Your Neighbors Are My Spies: Location and other Privacy Concerns in Dating Apps
Nguyen Phong Hoang, Yasuhito Asano, Masatoshi Yoshikawa

TL;DR
This paper investigates the effectiveness of privacy protections in popular dating apps like Jack'd and Grindr against trilateration attacks that threaten user location privacy.
Contribution
It evaluates current privacy measures in dating apps and assesses their ability to prevent location inference through trilateration.
Findings
Most apps' privacy protections are insufficient against trilateration attacks.
The 'hide distance' feature does not fully prevent location inference.
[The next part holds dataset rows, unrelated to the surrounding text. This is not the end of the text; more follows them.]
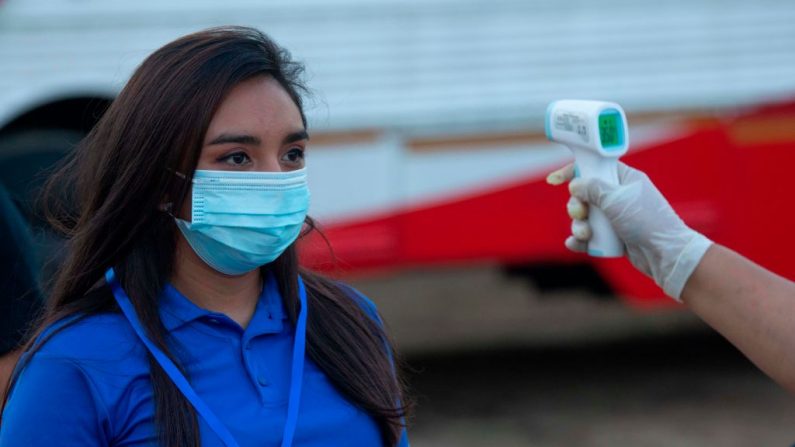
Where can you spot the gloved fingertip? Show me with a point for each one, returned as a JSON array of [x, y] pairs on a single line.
[[577, 188], [576, 246], [561, 176], [577, 209]]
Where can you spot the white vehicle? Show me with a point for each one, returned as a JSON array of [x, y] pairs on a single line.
[[427, 118]]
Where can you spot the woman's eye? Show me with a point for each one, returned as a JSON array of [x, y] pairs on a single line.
[[295, 155], [236, 159]]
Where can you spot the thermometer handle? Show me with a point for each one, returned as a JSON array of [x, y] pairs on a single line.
[[604, 241]]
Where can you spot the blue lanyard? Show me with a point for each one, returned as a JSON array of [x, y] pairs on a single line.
[[299, 348]]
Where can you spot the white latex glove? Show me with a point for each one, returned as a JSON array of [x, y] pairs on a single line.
[[658, 242]]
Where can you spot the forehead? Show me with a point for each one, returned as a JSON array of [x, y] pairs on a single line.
[[260, 107]]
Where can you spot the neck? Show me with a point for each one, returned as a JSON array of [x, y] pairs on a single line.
[[234, 296]]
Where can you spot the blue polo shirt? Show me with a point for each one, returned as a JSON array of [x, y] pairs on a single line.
[[89, 384]]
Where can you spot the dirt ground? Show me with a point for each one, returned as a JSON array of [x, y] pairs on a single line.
[[688, 390], [496, 363]]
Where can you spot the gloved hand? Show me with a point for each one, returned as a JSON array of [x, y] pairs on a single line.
[[658, 242]]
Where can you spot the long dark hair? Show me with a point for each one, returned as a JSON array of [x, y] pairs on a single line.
[[106, 200]]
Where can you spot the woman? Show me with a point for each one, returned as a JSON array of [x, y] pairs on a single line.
[[752, 307], [180, 315]]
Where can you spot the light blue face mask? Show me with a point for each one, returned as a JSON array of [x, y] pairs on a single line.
[[244, 220]]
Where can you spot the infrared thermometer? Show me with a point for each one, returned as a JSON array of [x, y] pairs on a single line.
[[596, 132]]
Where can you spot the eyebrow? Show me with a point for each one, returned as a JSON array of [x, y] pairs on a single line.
[[251, 140]]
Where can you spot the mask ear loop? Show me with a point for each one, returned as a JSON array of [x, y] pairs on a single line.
[[168, 207]]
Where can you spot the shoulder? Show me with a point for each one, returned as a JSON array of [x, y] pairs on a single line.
[[104, 336]]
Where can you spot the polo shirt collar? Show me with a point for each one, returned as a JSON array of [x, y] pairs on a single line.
[[177, 310]]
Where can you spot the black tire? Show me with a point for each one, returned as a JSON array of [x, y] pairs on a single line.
[[27, 245]]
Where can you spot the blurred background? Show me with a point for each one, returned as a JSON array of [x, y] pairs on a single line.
[[427, 163]]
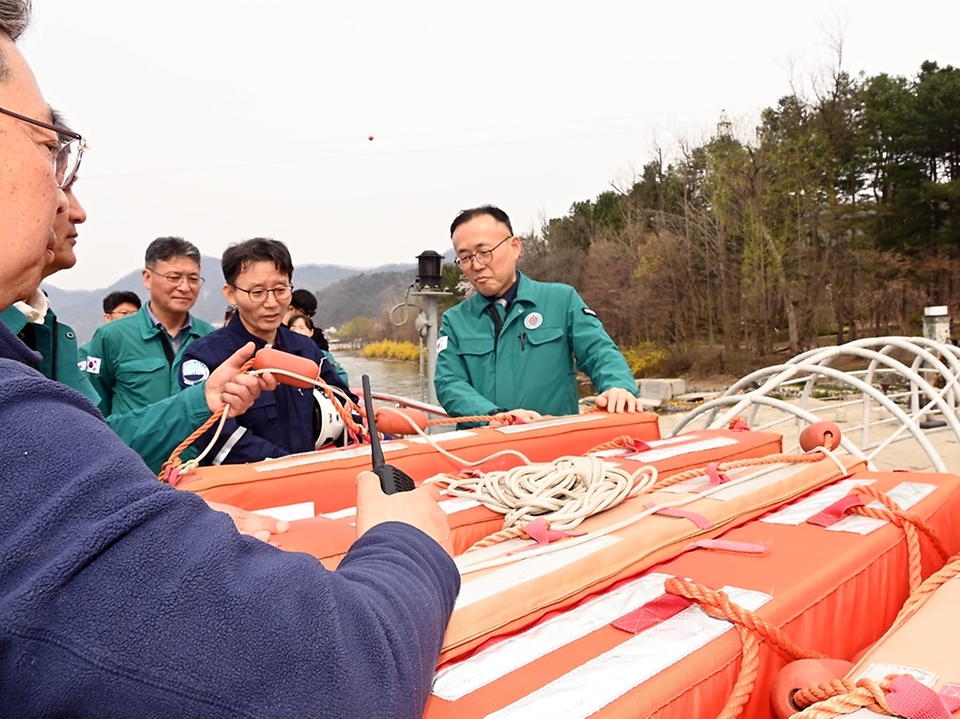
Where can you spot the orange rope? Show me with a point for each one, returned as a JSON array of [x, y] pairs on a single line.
[[910, 523], [624, 441], [502, 418], [174, 459], [843, 697], [750, 626], [737, 464], [929, 586]]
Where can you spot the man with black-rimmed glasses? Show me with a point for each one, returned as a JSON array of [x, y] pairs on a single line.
[[132, 362], [258, 275], [121, 596]]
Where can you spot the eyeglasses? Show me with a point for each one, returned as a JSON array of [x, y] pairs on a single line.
[[259, 294], [175, 280], [481, 257], [67, 160]]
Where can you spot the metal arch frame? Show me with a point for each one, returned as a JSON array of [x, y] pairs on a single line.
[[809, 366]]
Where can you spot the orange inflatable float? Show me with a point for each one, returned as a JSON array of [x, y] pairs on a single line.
[[640, 646], [326, 479]]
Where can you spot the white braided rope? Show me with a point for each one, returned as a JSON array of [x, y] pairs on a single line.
[[564, 492]]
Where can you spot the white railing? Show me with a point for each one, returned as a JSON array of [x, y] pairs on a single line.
[[928, 364]]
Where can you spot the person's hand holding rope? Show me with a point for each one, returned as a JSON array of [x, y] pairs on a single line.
[[230, 384]]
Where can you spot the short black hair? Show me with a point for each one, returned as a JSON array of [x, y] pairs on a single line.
[[236, 258], [166, 248], [304, 300], [491, 210], [120, 297]]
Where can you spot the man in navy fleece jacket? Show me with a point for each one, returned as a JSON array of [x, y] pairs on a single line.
[[120, 596]]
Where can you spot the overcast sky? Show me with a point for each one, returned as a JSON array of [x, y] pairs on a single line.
[[230, 119]]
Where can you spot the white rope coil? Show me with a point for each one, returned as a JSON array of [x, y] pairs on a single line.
[[564, 492]]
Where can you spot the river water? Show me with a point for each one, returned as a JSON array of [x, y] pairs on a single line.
[[392, 377]]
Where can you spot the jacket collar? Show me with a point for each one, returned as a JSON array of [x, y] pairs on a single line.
[[524, 296], [148, 327], [239, 332], [12, 348]]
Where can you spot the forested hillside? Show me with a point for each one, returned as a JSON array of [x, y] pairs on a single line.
[[840, 215]]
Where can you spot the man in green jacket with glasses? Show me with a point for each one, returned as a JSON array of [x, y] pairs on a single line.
[[132, 361], [516, 345]]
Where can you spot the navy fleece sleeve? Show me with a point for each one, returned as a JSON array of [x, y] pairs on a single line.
[[120, 596]]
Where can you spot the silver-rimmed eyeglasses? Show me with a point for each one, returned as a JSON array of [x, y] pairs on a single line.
[[259, 294], [481, 257], [67, 160], [176, 279]]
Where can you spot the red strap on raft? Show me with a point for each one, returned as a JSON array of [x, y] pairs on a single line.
[[698, 519], [728, 545], [909, 698], [836, 511], [652, 613], [540, 531]]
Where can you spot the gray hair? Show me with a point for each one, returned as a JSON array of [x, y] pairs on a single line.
[[166, 248], [14, 18]]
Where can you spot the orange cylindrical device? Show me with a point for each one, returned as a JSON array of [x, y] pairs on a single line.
[[802, 674], [399, 420], [273, 359], [820, 434]]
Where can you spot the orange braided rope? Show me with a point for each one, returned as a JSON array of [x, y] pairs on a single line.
[[737, 464], [624, 441], [174, 459], [750, 626], [841, 698], [910, 523], [502, 418]]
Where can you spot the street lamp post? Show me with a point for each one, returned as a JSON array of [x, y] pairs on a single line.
[[428, 286]]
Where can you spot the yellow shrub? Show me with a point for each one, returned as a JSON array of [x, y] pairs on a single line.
[[388, 349], [645, 358]]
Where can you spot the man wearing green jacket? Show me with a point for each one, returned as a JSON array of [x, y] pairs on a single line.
[[132, 361], [516, 345], [153, 431]]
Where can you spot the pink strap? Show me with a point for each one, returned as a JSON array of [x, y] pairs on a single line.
[[912, 700], [652, 613], [716, 477], [728, 545], [539, 530], [836, 511], [636, 445], [950, 696], [698, 519]]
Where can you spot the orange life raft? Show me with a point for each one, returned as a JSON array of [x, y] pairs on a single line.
[[833, 590]]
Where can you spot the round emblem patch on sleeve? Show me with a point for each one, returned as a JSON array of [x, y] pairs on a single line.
[[194, 372], [533, 320]]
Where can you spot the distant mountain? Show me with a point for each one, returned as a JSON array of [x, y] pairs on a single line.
[[365, 295], [82, 309]]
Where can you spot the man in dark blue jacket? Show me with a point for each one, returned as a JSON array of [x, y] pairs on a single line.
[[257, 275], [123, 597]]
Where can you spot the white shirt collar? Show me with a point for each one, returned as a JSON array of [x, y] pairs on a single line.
[[35, 308]]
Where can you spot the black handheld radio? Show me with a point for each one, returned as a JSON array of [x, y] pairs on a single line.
[[392, 480]]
Potential improvements for privacy in location-based dating apps.
Abstract
Trilateration has recently become one of the well-known threat models to the user's location privacy in location-based applications (aka: location-based services or LBS), especially those containing highly sensitive information such as dating applications. The threat model mainly depends on the distance shown from the targeted victim to the adversary to pinpoint the victim's position. As a countermeasure, most of location-based applications have already implemented the "hide distance" function to protect their user's location privacy. The effectiveness of such approaches however is still questionable. Therefore, in this paper, we first investigate how popular location-based dating applications are currently protecting their user's privacy by testing the two most popular GLBT-focused applications: Jack'd and Grindr.